Carlos Lopes, 37, and Maricica Puica, 33, regained their world titles

With a mile and a half left in the 11,826-meter (7.3-mile) men's race at Sunday's IAAF World Cross Country Championships in East Rutherford, N.J., Carlos Lopes (pronounced LOW-pesh) of Portugal hopped over a three-foot-high barrier of hay bales, took the measure of his three remaining rivals and, with a burst of speed, showed the 17,418 fans at the Meadowlands racetrack and an international TV audience that at age 37 he's no old nag. All that stood between Lopes and his first world title since 1976 was the last of four laps around a snaking 2,237-meter loop laid out on the infield grass. "I know I'm not strong in the last 200 meters," Lopes would say afterward, and so, having run in a pack with Tim Hutchings of England. Steve Jones of Wales and U.S. champion Pat Porter of Alamosa, Colo. for the last few miles, he now sprinted off alone.

Already this had become in several respects a landmark event. Never in their 81-year history had the championships been held outside Europe or North Africa, and never had athletes from so many nations (40, including a two-man team from Palestine) taken part in a single competition on U.S. soil. The 1932 Summer Olympics in Los Angeles and the 1980 Winter Games in Lake Placid were co-holders of the old record, with 37 nations apiece. To that point, Sunday's competition also had included an upset: 33-year-old Maricica Puica of Romania had defeated five-time champion Grete Waitz of Norway in the 5,000-meter (3.1-mile) women's race.

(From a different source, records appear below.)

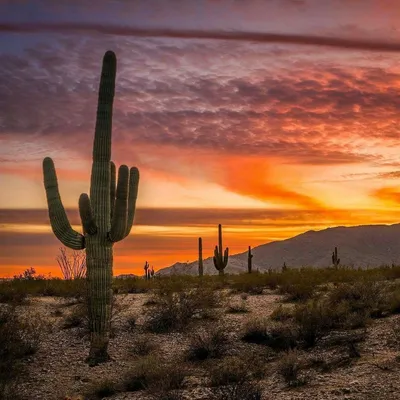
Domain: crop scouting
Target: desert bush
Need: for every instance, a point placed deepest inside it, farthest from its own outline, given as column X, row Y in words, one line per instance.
column 289, row 367
column 314, row 320
column 297, row 291
column 237, row 308
column 282, row 314
column 11, row 295
column 143, row 346
column 131, row 322
column 241, row 391
column 278, row 336
column 175, row 310
column 211, row 343
column 101, row 390
column 361, row 297
column 153, row 373
column 228, row 371
column 77, row 318
column 19, row 339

Even esthetically the meet had been a change from the past. Though it had frequently been held on horse tracks, never had it been run in less bucolic surroundings. In place of hill, dale and forest were Giants Stadium, Brendan Byrne Arena and an expanse of flat swampland. The only "hill" on the infield portion of the course was an 80-foot-long, 12-foot-high bridgelike structure made of scaffolding and plywood. Jets from nearby Newark airport whistled overhead. Visible six miles to the east was the hazy skyline of Manhattan. Barely visible at all were the spectators, who were sealed in a glass-enclosed grandstand. "You probably will not hear much," race organizer Fred Le-bow had warned a group of English runners, who, like most Europeans, know these annual championships to be raucous affairs, with crowds of 30,000 and more packing the stands and lining the course. "The spectators will see you very well through the glass and on more than 500 television monitors and on a huge video screen built into the tote board in the middle of the field. They'll see you and they'll be yelling. You just won't hear them."

However, despite the 47° temperature and a stiff, cold wind, enough fans strayed into the small outdoor section of the stands to give Puica a little cheer as she sprinted away from Waitz on the final straightaway. "I kept looking back. I couldn't believe it," said Puica, who had spent most of the race in fourth or fifth place. She reached the tape in 15:56, two seconds ahead of runner-up Galina Zakharova of the Soviet Union, who passed Waitz in the final meters.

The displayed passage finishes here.